Make tables work well in PDFs:
table {
  width: 100%;
  border-collapse: collapse;
  page-break-inside: auto;
}

tr {
  page-break-inside: avoid;
  page-break-after: auto;
}

thead {
  display: table-header-group;
  page-break-after: avoid;
}

tbody {
  display: table-row-group;
}

Advanced Formatting

Headers and Footers

Use CSS @page rules for headers and footers:
@page {
  margin-top: 2in;
  margin-bottom: 2in;
  
  @top-center {
    content: "Document Title";
    font-family: Arial;
    font-size: 10pt;
    color: #666;
  }
  
  @bottom-center {
    content: "Page " counter(page) " of " counter(pages);
    font-family: Arial;
    font-size: 10pt;
  }
  
  @bottom-right {
    content: "Generated " date();
  }
}

Custom Fonts

Embed fonts for consistent typography:
@font-face {
  font-family: 'CustomFont';
  src: url('data:font/woff2;base64,d09G...');
  font-weight: normal;
  font-style: normal;
}

body {
  font-family: 'CustomFont', Arial, sans-serif;
}
Use web-safe fonts as fallbacks.

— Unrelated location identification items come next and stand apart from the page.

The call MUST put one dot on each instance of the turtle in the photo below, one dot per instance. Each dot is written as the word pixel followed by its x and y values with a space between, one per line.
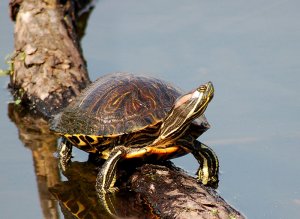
pixel 126 116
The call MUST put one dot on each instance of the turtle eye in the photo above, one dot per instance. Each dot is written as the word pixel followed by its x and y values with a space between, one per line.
pixel 202 88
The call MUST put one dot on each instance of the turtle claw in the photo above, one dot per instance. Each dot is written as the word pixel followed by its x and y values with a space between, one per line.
pixel 65 154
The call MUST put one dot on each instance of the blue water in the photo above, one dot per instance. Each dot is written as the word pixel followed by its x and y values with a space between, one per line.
pixel 249 50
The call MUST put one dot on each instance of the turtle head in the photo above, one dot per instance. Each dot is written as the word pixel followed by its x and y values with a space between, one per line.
pixel 186 109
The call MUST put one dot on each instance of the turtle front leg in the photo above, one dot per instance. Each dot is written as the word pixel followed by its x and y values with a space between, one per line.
pixel 209 164
pixel 65 153
pixel 107 175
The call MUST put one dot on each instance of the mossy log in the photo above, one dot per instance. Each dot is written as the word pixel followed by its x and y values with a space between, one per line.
pixel 49 71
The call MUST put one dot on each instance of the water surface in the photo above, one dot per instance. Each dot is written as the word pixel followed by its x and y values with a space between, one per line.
pixel 251 52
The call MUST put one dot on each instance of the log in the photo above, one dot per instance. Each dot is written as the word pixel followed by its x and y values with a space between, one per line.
pixel 49 71
pixel 48 66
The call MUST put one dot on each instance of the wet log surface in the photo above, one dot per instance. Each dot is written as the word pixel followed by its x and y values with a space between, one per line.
pixel 49 71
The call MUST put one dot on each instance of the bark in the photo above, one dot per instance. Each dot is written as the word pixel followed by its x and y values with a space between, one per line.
pixel 49 71
pixel 48 66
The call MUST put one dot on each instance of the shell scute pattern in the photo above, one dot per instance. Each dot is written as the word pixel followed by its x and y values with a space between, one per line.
pixel 116 104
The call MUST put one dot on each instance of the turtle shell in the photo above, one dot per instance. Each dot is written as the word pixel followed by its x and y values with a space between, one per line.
pixel 120 103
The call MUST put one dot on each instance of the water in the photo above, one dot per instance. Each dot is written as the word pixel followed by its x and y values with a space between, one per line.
pixel 251 52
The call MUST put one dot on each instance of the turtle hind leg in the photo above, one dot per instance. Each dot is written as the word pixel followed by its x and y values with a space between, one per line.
pixel 107 175
pixel 65 153
pixel 106 179
pixel 209 164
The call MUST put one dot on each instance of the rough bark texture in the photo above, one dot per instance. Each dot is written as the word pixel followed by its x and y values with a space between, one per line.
pixel 49 69
pixel 174 194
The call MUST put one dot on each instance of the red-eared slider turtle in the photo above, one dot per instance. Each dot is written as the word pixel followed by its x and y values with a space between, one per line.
pixel 123 116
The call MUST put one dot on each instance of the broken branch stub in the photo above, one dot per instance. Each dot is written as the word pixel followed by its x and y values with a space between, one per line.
pixel 48 67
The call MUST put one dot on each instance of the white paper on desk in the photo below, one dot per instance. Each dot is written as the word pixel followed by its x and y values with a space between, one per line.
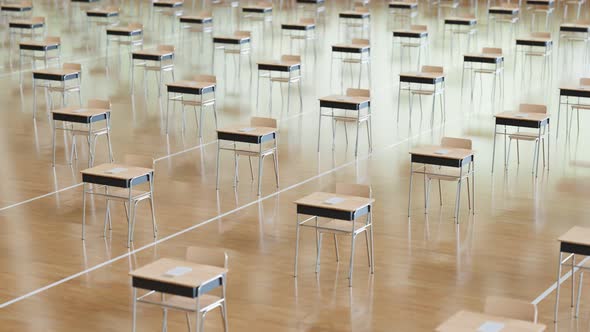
pixel 178 271
pixel 334 200
pixel 490 326
pixel 115 170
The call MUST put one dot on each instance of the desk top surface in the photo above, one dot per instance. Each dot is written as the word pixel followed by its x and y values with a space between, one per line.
pixel 280 63
pixel 576 235
pixel 254 131
pixel 195 277
pixel 432 75
pixel 438 151
pixel 153 52
pixel 117 171
pixel 585 88
pixel 352 45
pixel 81 111
pixel 468 321
pixel 514 115
pixel 40 43
pixel 56 71
pixel 348 203
pixel 534 39
pixel 485 55
pixel 191 84
pixel 346 99
pixel 124 29
pixel 21 5
pixel 103 11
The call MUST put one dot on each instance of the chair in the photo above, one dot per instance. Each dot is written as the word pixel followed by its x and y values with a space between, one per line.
pixel 293 77
pixel 363 59
pixel 496 16
pixel 338 227
pixel 412 43
pixel 305 36
pixel 577 107
pixel 511 308
pixel 157 67
pixel 65 87
pixel 529 136
pixel 206 302
pixel 203 101
pixel 438 89
pixel 260 153
pixel 577 3
pixel 440 173
pixel 354 23
pixel 241 49
pixel 90 132
pixel 497 70
pixel 356 117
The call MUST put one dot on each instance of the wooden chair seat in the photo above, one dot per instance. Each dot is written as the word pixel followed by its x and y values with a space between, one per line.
pixel 339 226
pixel 206 301
pixel 524 136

Custom fonts should be embedded as base64 data URLs for reliability.

What to Avoid

CSS Properties That Don’t Work Well

Avoid these CSS features in PDFs:
  • position: fixed - Use position: absolute instead
  • Complex animations and transitions
  • Viewport units (vw, vh) - Use fixed units instead
  • box-shadow with blur - May not render correctly
  • Complex CSS Grid layouts - Use Flexbox or tables

HTML Elements to Avoid

  • <video> and <audio> elements
  • Interactive forms (unless for printing forms)
  • JavaScript-dependent content
  • External iframes

Optimization Tips

Performance

Optimize Images

Use compressed images and appropriate formats (PNG for graphics, JPEG for photos)

Minimize HTML

Remove unnecessary whitespace and comments from HTML before sending

Limit File Size

Keep HTML content under 2MB for fastest processing

Use Web Fonts

Stick to system fonts or embed fonts as base64 data URLs

Quality

/* High-quality image rendering */
img {
  max-width: 100%;
  height: auto;
  image-rendering: optimizeQuality;
}

/* For high-DPI displays */
@media (-webkit-min-device-pixel-ratio: 2) {
  img {
    image-rendering: -webkit-optimize-contrast;
  }
}

Testing Your PDFs

Preview Recommendations

1

Test in Browser

Use browser print preview to catch major layout issues
2

Generate Test PDF

Create a test PDF with your actual content
3

Check All Pages

Review every page for layout problems
4

Test Different Sizes

Try different page formats if needed
5

Validate Links

Ensure internal links work properly

Common Issues to Check

  • Text cutoff at page edges
  • Images not displaying or too large
  • Tables breaking awkwardly across pages
  • Headers/footers positioning correctly
  • Page breaks occurring in logical places

Pro Tip

Create templates for common document types (invoices, reports, letters) with tested CSS to ensure consistent results.